How Hemolysis Is Confirmed
If you’re being evaluated for hemolytic anemia, a few blood tests form the diagnostic backbone. Haptoglobin, the protein that binds free hemoglobin, drops significantly during active hemolysis. A level of 25 mg/dL or less identifies hemolytic disease with about 83% sensitivity and 96% specificity. In autoimmune hemolytic anemia specifically, haptoglobin is the most sensitive marker and the last to return to normal after recovery, sometimes staying low even after hemoglobin levels have normalized.

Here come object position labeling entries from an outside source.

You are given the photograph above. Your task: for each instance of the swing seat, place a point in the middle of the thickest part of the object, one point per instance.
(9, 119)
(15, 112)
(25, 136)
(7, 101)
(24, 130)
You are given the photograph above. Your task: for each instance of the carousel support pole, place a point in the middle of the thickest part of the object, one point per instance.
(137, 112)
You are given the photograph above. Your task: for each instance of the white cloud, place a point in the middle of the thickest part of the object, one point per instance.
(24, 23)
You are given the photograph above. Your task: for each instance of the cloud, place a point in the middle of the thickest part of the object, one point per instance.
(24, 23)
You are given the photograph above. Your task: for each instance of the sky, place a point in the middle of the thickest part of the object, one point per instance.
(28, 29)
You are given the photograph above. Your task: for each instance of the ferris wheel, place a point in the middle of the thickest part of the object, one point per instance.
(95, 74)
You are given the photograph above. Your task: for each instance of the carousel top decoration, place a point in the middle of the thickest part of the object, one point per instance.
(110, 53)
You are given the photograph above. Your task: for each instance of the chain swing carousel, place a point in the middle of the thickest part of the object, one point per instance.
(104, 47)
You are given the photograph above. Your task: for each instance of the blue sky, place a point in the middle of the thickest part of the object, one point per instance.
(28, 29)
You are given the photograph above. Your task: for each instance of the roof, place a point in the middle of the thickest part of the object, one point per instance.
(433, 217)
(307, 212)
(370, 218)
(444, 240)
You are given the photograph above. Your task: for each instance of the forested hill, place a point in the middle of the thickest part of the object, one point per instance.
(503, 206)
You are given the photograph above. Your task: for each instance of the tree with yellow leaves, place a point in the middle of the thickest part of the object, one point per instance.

LDH, an enzyme released from damaged cells, rises during hemolysis. The degree of elevation helps distinguish the type: it’s mildly elevated in extravascular hemolysis (like warm autoimmune disease or inherited conditions) but climbs to four or five times the upper normal limit in intravascular hemolysis (like that caused by prosthetic valves or paroxysmal nocturnal hemoglobinuria). Unconjugated bilirubin rises as a byproduct of hemoglobin breakdown. A direct antiglobulin test (sometimes called a Coombs test) can confirm whether antibodies are coating the red blood cells, pointing toward an autoimmune or drug-induced cause.